This Quickstart is designed to help you understand the capabilities included in Snowflake's support for unstructured data and Snowpark. Although this guide is specific to processing PDF files, you can apply this pattern of processing natively in Snowflake to many types of unstructured data. All source code for this guide can be found on Github.
If you haven't already, register for a Snowflake free 30-day trial. The Snowflake edition (Standard, Enterprise, Business Critical, e.g.), cloud provider (AWS, Azure, e.g.), and Region (US East, EU, e.g.) do not matter for this lab. We suggest you select the region which is physically closest to you and the Enterprise Edition, our most popular offering. After registering, you will receive an email with an activation link and your Snowflake account URL.

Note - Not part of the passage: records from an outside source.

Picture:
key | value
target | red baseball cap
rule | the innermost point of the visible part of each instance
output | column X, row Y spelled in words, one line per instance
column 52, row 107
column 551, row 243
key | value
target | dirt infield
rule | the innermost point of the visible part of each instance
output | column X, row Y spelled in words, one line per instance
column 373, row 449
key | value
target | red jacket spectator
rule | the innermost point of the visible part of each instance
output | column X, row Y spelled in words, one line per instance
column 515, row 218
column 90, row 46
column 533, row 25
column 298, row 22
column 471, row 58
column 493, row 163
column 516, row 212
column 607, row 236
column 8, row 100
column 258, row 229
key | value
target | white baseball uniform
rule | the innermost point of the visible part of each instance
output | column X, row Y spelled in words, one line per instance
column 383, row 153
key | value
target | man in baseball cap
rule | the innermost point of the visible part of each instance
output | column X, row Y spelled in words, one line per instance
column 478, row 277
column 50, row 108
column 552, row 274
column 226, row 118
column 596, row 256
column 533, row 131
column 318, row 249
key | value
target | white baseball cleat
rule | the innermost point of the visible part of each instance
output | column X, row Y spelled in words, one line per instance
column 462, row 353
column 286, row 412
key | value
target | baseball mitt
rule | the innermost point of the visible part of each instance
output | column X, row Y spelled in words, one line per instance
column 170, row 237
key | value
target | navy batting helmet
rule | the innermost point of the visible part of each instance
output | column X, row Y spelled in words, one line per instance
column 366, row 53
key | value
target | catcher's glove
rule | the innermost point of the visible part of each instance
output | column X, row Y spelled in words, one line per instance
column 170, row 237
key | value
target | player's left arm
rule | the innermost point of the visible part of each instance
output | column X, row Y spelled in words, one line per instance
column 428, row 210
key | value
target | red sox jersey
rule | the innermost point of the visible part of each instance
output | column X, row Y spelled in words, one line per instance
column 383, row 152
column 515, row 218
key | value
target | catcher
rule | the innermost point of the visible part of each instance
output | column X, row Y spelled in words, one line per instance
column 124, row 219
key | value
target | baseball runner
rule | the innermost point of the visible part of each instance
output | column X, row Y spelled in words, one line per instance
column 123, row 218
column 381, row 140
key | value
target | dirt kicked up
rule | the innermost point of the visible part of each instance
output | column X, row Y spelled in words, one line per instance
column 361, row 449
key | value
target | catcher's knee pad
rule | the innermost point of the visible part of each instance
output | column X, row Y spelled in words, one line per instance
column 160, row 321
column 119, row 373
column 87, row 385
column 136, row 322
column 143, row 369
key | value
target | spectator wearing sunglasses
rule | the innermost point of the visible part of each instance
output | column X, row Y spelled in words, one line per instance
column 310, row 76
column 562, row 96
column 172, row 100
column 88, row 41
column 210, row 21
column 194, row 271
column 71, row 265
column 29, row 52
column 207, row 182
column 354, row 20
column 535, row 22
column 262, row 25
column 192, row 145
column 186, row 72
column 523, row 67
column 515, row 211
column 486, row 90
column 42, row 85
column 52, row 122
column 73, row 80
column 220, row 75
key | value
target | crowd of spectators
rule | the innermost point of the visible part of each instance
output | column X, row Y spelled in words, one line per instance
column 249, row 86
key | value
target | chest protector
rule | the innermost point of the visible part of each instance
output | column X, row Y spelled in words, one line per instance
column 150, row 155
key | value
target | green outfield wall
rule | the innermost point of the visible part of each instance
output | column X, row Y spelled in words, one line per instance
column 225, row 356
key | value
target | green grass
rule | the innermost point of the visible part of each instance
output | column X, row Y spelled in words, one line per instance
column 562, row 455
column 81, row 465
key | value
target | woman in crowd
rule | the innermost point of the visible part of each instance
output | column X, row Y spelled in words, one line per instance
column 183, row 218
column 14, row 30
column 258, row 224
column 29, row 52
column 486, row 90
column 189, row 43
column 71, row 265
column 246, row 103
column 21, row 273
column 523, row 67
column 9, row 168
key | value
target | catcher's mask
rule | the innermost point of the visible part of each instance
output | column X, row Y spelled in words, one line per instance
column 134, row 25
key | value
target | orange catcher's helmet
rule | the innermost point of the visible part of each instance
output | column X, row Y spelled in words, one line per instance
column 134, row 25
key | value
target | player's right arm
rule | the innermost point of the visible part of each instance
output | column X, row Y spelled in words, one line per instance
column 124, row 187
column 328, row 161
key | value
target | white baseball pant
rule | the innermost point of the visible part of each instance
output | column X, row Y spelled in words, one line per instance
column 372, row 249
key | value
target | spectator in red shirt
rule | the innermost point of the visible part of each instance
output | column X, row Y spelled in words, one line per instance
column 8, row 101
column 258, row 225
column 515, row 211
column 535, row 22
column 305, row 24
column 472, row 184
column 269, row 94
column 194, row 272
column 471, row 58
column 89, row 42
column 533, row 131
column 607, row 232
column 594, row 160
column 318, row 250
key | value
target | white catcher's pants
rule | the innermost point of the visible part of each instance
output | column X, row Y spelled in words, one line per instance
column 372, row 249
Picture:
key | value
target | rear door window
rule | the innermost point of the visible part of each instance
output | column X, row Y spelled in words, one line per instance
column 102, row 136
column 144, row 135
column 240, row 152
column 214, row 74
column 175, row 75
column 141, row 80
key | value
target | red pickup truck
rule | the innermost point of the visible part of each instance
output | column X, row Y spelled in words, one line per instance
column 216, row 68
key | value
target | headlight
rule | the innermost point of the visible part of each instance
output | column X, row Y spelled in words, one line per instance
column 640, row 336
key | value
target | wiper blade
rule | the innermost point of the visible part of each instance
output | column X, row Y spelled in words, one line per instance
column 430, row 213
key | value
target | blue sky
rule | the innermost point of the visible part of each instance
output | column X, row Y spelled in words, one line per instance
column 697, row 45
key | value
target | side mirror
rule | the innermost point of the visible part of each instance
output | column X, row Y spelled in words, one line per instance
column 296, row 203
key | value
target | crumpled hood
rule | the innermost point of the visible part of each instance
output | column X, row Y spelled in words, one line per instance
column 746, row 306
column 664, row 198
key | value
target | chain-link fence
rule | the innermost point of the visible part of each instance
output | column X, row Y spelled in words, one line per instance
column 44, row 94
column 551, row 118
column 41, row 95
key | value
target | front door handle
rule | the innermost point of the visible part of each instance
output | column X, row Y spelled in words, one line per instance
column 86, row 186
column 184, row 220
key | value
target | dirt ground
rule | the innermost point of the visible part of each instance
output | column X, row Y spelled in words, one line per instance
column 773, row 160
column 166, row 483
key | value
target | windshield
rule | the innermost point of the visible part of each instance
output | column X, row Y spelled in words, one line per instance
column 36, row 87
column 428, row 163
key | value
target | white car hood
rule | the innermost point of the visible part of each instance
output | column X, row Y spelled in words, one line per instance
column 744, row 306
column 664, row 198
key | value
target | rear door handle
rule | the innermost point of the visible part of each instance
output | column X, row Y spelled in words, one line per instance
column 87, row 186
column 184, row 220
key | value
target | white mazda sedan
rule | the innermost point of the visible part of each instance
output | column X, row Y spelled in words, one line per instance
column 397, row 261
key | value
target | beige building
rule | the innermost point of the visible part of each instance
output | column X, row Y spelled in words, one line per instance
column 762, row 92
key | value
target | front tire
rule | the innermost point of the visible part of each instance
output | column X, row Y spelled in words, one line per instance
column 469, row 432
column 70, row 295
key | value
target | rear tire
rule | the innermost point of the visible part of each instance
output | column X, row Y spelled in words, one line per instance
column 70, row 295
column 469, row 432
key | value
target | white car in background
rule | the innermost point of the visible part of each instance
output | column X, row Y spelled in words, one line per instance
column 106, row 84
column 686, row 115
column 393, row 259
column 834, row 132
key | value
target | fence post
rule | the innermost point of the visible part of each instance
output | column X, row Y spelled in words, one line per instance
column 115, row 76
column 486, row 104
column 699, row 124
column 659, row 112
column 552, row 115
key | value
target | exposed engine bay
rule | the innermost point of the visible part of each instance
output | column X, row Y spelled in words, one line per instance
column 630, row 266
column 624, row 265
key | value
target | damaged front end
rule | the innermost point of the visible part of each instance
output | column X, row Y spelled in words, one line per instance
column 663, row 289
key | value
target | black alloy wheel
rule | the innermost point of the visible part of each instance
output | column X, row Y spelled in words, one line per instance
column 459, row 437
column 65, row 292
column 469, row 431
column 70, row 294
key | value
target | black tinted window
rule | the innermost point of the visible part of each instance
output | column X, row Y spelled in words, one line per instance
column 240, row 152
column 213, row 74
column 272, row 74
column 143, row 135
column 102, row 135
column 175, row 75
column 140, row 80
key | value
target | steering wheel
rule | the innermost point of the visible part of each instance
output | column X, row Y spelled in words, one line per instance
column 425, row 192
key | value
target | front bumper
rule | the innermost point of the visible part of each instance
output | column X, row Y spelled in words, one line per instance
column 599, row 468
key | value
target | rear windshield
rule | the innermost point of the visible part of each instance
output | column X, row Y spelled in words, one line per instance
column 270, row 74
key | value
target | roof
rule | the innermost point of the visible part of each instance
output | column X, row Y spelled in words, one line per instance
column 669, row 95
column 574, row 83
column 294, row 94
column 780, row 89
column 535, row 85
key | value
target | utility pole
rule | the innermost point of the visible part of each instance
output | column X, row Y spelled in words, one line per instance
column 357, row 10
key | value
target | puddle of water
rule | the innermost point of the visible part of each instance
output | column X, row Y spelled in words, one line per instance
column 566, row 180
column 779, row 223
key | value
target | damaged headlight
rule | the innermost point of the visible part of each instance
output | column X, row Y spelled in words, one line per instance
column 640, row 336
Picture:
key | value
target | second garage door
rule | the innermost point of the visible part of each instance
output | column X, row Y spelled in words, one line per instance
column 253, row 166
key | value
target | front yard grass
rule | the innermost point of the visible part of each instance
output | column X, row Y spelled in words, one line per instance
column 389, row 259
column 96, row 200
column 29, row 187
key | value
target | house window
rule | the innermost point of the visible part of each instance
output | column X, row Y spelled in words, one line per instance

For this lab, you will use the latest Snowflake web interface, Snowsight.
Let's start by loading the PDF invoices into Snowflake. Snowflake supports two types of stages for storing data files used for loading and unloading:
For this quickstart, we will use an external stage, but processing and analysis workflows demonstrated in this quickstart can also be done using an internal stage.
Let's create a database, warehouse, and stage that will be used for loading and processing the PDFs. We will use the UI within the Worksheets tab to run the DDL that creates the database and schema. Copy the commands below into your trial environment, and execute each individually.
use role sysadmin;
create or replace database pdf;
create or replace warehouse quickstart;
use database pdf;
use schema public;
use warehouse quickstart;
create or replace stage pdf_external
url="s3://sfquickstarts/Analyze PDF Invoices/Invoices/"
directory = (enable = TRUE);
Verify if the PDF files are accessible in your external stage by entering the following command on your Snowflake worksheet.
ls @pdf_external;
You should now see an identical list of files from the S3 bucket. Make sure you see 300 files.
In this section, we want to extract attributes from the PDF invoices. The entities extracted are going to be fields like product names, unit cost, total cost, as well as business name. The goal is to have these fields to enrich the file-level metadata for analytics. We could complete this task with Snowpark for Python or Java.
The Python code to parse PDFs requires the PyPDF2 library, which is available out of the box inside Snowflake via the Anaconda Snowflake channel.
-- Create a java function to parse PDF files
create or replace function python_read_pdf(file string)
returns string
language python
runtime_version = 3.8
packages = ('snowflake-snowpark-python','pypdf2')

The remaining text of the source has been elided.